ManInBrown - Sunday, May 1, 2016 - link
Hi guys, very in-depth article. I own a Toshba Qosmio X770 laptop (UK model). It comes with HM65 chipset. CPU-z calls it: Intel Sandy Bridge Rev 09 - - Intel HM65 Rev B2And Device Manager displays the dreaded: Intel(R) 6 Series/C200 Series Chipset family PCI Express Root Port 1 (1C10), Port 2 (1C12), Port 4 (1C16) and Port 6 (1C1A).
This is my 4th year running this. I am glad this intel-defect does not affect my USB3 port (which I have only one). There are no eSata ports on my laptop. I have an SSD (primary), a 7200rpm HDD (secondary) and a DVD-RW drive.
From what I understand, Toshiba engineers should only use Sata3 ports 0 and 1 because the Sata2 ports (2-5) will cause problems.
(1) If my primary hard-drive (Samsung Evo830 SSD) is connected to port 0, then why am I only getting Sata2 speeds (250-300 MB/s read and write)? All benchmark utilities I have used report similar speeds (Windows power settings set to Highest). They also report that SSD is on Sata3 (iaStor - Ok) and the secondary hard-drive is on a Sata-2 port. I conducted the SSD test on another laptop and the speeds reported were 520MB/s R/W seq. So the SSD is not faulty.

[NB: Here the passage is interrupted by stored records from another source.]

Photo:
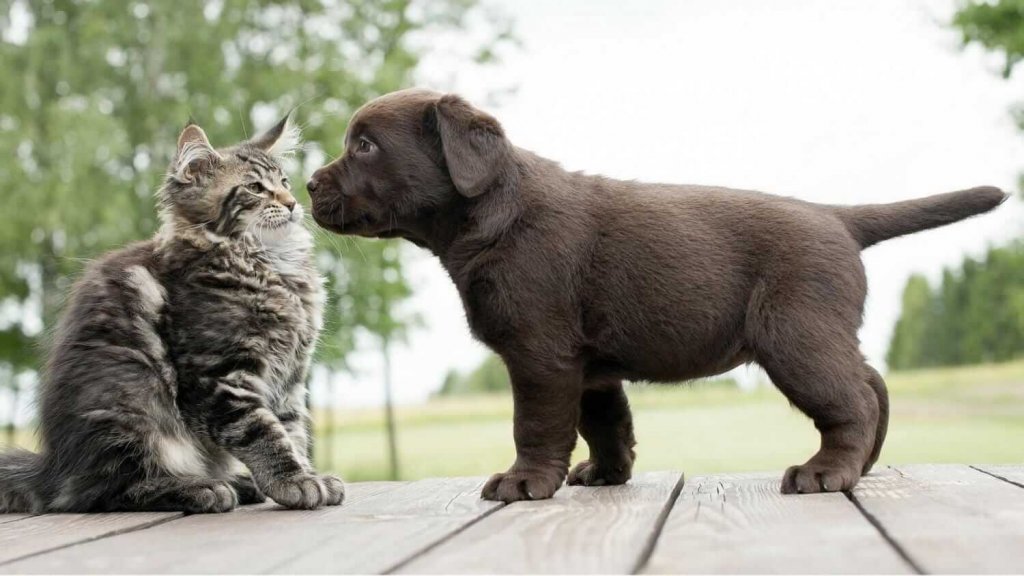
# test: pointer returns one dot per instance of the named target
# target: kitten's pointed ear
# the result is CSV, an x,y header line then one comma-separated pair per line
x,y
195,155
474,146
282,139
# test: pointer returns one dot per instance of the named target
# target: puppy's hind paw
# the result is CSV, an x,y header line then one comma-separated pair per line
x,y
810,479
589,472
522,484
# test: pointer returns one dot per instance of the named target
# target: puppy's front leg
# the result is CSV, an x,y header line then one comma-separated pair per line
x,y
606,424
547,409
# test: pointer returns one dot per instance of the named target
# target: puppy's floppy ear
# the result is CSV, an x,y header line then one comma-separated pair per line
x,y
474,146
195,155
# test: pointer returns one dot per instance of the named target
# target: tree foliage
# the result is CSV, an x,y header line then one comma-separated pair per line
x,y
976,315
93,96
489,376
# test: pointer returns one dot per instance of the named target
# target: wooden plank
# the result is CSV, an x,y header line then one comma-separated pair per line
x,y
742,524
379,525
50,532
1013,475
382,534
582,530
188,541
948,518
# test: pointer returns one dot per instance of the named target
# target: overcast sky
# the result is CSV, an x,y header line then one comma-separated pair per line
x,y
838,101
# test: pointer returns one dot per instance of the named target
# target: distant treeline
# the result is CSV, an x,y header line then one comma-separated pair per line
x,y
976,314
491,375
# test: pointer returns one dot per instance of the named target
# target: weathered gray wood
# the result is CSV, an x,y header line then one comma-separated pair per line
x,y
379,525
742,524
948,518
4,519
382,534
50,532
582,530
228,542
1014,475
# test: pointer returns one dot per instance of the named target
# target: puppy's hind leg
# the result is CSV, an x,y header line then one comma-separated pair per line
x,y
606,424
879,385
815,362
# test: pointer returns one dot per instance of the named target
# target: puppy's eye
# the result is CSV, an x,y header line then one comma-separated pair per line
x,y
365,146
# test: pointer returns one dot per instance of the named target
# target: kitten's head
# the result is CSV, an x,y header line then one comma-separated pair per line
x,y
232,192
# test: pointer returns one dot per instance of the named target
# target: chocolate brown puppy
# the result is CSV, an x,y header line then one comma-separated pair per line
x,y
580,282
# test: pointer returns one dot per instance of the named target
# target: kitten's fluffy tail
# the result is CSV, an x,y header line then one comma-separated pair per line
x,y
18,472
870,223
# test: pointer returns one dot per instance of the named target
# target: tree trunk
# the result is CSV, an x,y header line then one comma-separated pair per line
x,y
12,421
389,411
329,447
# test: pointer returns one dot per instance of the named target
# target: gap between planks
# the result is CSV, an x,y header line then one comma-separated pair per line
x,y
606,529
949,518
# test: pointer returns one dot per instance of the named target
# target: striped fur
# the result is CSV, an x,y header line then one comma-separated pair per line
x,y
182,356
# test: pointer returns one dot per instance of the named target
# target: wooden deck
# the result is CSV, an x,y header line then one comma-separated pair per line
x,y
918,519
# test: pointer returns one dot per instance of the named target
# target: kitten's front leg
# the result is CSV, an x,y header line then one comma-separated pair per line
x,y
295,418
240,421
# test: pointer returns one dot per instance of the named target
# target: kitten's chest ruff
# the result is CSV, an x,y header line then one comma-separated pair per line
x,y
250,312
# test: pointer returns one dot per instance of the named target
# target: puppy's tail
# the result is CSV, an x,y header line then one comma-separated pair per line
x,y
870,223
19,470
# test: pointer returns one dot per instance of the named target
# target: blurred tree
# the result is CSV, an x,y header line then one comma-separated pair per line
x,y
975,316
977,313
996,26
489,376
94,94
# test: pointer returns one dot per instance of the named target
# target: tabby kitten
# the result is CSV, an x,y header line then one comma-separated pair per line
x,y
180,362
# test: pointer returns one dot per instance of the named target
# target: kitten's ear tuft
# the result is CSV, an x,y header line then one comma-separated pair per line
x,y
282,139
195,155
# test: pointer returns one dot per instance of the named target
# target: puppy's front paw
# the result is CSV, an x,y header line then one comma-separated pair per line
x,y
590,472
521,483
306,491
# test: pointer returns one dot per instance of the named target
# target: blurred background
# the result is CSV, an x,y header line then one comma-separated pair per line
x,y
839,101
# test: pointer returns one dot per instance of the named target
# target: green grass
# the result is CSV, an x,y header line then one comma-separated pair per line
x,y
973,414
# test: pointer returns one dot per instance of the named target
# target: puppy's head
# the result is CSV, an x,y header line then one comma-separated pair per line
x,y
408,155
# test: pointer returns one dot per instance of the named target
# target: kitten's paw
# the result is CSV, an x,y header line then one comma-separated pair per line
x,y
306,491
247,490
208,497
335,490
523,484
589,472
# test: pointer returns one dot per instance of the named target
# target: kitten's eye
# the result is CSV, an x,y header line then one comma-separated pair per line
x,y
256,189
365,146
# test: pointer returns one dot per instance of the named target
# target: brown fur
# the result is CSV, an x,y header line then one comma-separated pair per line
x,y
580,282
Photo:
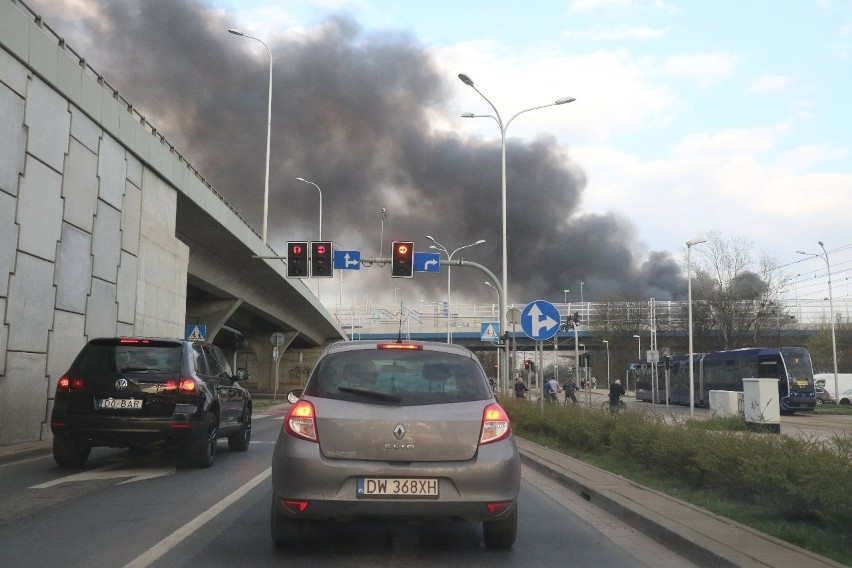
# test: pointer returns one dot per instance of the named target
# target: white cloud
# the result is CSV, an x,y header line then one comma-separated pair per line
x,y
770,84
704,68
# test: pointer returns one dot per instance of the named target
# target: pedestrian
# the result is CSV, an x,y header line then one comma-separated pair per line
x,y
552,389
616,391
520,387
570,388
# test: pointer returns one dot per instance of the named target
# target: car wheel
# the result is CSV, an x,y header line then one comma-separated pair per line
x,y
285,530
239,440
501,533
203,452
70,453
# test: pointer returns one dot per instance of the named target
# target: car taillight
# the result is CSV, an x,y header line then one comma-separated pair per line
x,y
301,421
404,346
183,385
69,383
495,424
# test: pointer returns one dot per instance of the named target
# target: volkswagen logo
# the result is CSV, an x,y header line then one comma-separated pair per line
x,y
399,432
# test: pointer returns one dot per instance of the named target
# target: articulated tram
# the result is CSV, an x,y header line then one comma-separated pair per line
x,y
725,370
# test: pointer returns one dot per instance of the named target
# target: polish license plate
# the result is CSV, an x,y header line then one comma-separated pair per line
x,y
403,487
120,403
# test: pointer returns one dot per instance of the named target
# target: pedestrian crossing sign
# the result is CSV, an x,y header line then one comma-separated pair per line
x,y
490,332
196,332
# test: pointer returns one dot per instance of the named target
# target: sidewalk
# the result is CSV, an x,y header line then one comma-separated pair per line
x,y
701,537
694,533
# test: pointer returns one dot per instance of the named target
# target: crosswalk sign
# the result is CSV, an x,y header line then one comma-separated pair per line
x,y
196,332
490,331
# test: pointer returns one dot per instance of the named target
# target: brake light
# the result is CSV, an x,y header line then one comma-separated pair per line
x,y
69,383
300,421
184,385
405,346
495,424
133,341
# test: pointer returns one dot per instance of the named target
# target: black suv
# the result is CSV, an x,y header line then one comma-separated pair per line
x,y
132,391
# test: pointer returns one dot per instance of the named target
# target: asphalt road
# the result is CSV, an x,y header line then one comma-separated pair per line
x,y
141,510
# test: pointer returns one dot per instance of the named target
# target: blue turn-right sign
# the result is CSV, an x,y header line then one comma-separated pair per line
x,y
540,320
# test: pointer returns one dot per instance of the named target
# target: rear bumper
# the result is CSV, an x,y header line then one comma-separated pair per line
x,y
329,486
118,432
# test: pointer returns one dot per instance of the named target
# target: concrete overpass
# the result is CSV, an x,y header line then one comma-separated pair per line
x,y
106,229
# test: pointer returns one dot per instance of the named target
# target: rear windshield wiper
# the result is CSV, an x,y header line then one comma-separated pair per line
x,y
374,394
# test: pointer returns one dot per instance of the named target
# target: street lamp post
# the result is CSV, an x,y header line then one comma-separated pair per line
x,y
320,192
824,256
503,127
439,246
268,132
689,245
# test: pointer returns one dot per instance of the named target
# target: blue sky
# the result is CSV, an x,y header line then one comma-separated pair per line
x,y
690,117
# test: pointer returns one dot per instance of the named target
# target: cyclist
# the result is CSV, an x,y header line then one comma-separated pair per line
x,y
616,391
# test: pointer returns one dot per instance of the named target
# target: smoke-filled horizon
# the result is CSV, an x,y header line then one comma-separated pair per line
x,y
354,112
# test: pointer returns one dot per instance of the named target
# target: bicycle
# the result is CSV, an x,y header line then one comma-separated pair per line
x,y
619,406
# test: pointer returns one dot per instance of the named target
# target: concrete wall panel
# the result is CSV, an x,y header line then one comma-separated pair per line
x,y
73,269
4,337
30,310
39,210
14,139
80,186
101,311
25,383
106,243
130,215
112,171
8,240
84,130
127,274
49,123
66,340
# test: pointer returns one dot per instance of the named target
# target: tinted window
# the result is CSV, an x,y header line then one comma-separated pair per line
x,y
134,358
398,377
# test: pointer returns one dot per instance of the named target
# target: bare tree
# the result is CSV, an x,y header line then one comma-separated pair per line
x,y
736,296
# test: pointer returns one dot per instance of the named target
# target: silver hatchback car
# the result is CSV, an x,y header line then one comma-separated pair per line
x,y
404,430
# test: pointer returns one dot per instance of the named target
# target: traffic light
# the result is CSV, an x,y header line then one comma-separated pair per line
x,y
297,259
402,261
322,265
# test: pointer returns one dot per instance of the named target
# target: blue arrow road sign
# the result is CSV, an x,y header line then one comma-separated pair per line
x,y
540,320
347,260
427,262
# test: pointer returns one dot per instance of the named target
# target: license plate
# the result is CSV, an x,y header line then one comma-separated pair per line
x,y
404,487
120,403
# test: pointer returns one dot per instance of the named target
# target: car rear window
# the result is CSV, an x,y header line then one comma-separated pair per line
x,y
115,357
397,377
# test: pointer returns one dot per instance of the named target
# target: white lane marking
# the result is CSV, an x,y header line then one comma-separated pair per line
x,y
105,472
185,531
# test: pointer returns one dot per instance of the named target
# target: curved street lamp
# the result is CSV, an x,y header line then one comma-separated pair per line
x,y
268,131
318,189
449,258
503,127
824,256
689,245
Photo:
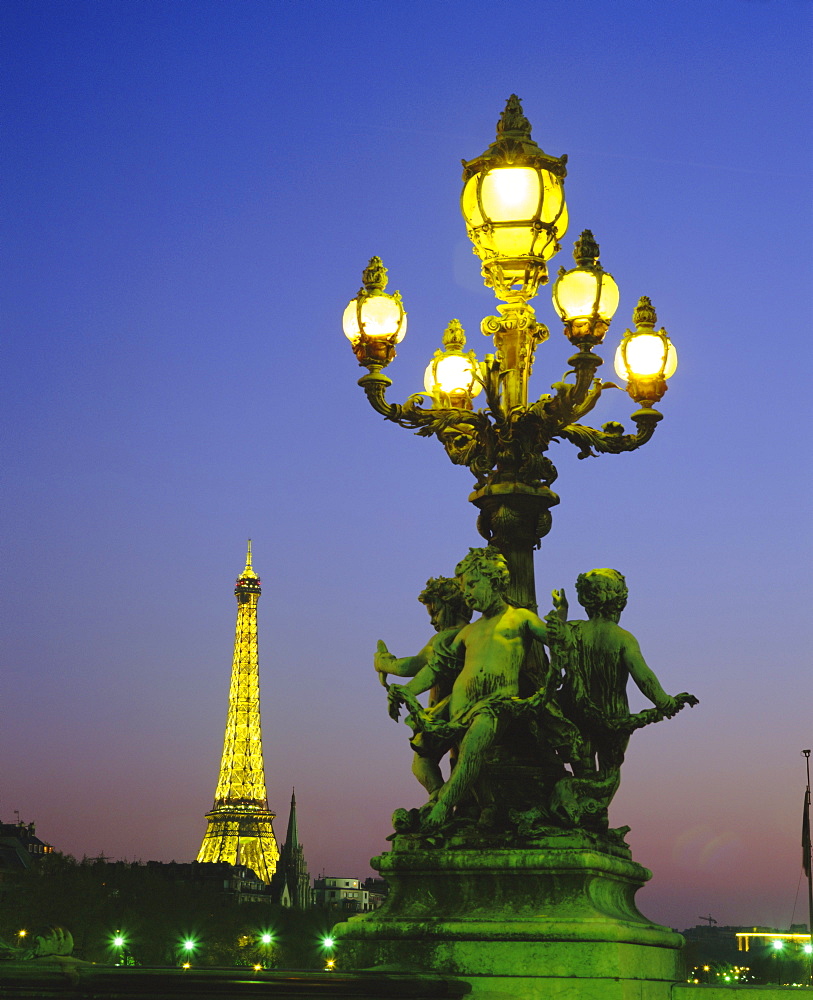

(2) If SATA3 ports 0 were soldered to primary hard-drives and SATA3 port 1 to the DVD drive, does this mean that my secondary hard-drive is on a faulty SATA2 port?
(3) I wish there was a software which could gather this information and tell me who is connected to what on the HM65 sata ports. Is there one? Maybe a hacking utility, which could enable Sata-3 speeds for my SSD (if in deed it is connected to SATA3 PORT 0).
(4) Can I swap HM65 with a non-faulty B3 chipset or HM70?
Thanks for any answers. Best regards.